The re-election of Donald Trump as the 47th President of the United States, the collapse of the German ‘traffic light’ coalition and the second interest rate hike by the US Federal Reserve have recently dominated events. Trump's victory and the expected complete control of Congress open the door to tax cuts, deregulation and a stricter trade policy. At a time when there is no more spare capacity in the US economy, the impact of such policies would push inflation back up in the US and probably boost US growth somewhat over the next few years. The stock markets welcomed the short-term reduction in uncertainty about the direction of future US policy. US equities reached new all-time highs and recorded their biggest one-day gain after an election in a century. The leading US index, the S&P 500, rose by 4.7 per cent in its best week since October 2022.

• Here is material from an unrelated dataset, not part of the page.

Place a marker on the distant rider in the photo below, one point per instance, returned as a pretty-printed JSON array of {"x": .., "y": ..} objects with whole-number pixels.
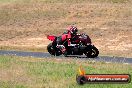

Yields on 10-year US government bonds ended the week after the US election at around 4.3 per cent, not far from their four-month highs. Increased US budget deficits are a factor that we believe underpins inflationary pressures and should drive long-term government bond yields higher over time.

Even if the future direction of US policy is now more predictable, medium-term uncertainties remain. Investors must continue to navigate an unusual environment in which completely different scenarios are conceivable. are conceivable. In recent months, we have repeatedly experienced sudden changes of direction on the capital markets. The spectrum ranged from enthusiasm about the development of artificial intelligence (AI) to fears of recession. The lack of a macroeconomic anchor could explain why it doesn't take much to trigger sharp fluctuations. The data dependency emphasised by central banks, for example, does not provide a fixed reference point for short-term monetary policy developments and makes markets more susceptible to sharp reactions to individual data points. This can be seen, for example, in the unusually strong fluctuations in 10-year US government bond yields. Increased volatility will therefore also be a companion for the coming year.



We favour US equities

We remain positive on US equities and see further potential despite the seemingly ambitious valuations. The contrast to the sluggish economic growth and equity performance in Europe remains striking. We remain moderately overweight in the technology sector and continue to focus on structural growth trends such as digitalisation, artificial intelligence and cloud computing. We also currently favour sectors with higher debt capital requirements, as these should benefit from further interest rate cuts. These include cyclical companies in particular, which are valued more attractively than defensive stocks. Cyclical equities have recently experienced significant corrections, particularly due to weaker macroeconomic indicators and the weak economy in China. After China recently announced some details of its ambitious stimulus package, we see opportunities for selective buying in these sectors if a soft landing is achieved. Sectors such as construction and certain industries could be on the verge of a recovery. Business models that benefit from structural trends such as energy efficiency and infrastructure in addition to an economic recovery are also particularly attractive.

Overall, we see good opportunities for the equity markets over the next few years. Falling interest rates will lead to lower financing costs and therefore higher corporate profits. Technological innovations will remain a positive driver. Donald Trump will also set many fiscal policy priorities that will stimulate the US economy. This is because he measures his political success in terms of economic development. We recommend expanding equity investments in stages. The first one this year.



Attractive yields on government bonds

In absolute terms, government bond yields look attractive compared to the last decade. We favour shorter duration investments, which should hold up better if inflation surprises to the upside. In corporate bonds, we favour investment grade issuers and asset backed securities whose relative valuations are attractive given the strength of the consumer.